The Internet2 concept is well under way, Patrick said, including a new center at Northwestern University here in Chicago, the Center for Advanced Internet Research, that is backed by IBM, Cisco, and Ameritech, among others.
Patrick also called business-to-business Internet commerce the biggest draw of the technology and called the next stage of its evolution a “business strategy, not a technology issue.”
“What are you trying to do, and what is your value proposition to your consumer?” Patrick asked businesses.
Among the examples of successful Internet commerce Patrick cited were a New York-based collaborative bank loan endeavor called IntraLinks.

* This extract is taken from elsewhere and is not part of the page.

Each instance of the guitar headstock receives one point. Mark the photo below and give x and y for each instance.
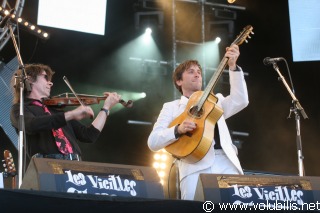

Some $60 billion in loans have been made online through a highly secure site that is available only to bank members, he said.
Patrick also pointed to Java as a seminal technology for the evolution of the Internet. He called it a “glue to enhance the speed of deployment and building the back end so … that databases and various communications protocols can be interconnected and go out to where the people are.”
On the horizon, Patrick said, the Internet will do the following:
- help create an “ease of life,” because the scarcest commodity in computing won’t be bandwidth and disk space but end-users’ time. “Save people time and give them freedom of time,” Patrick suggested.
- rely more on real-time collaboration, such as buddy lists and instant messaging, which, Patrick said, offers a “great enhancement to e-mail and will soon go to the video mode.”
- allow insight as competitive advantage, so that companies can use data mining to examine relationships to know what’s actually going on in their markets and then target it. He called it “Deep Computing.”
- create a “NaturalNet,” so that human activities — from composing music to full-featured human communication — become possible over networks.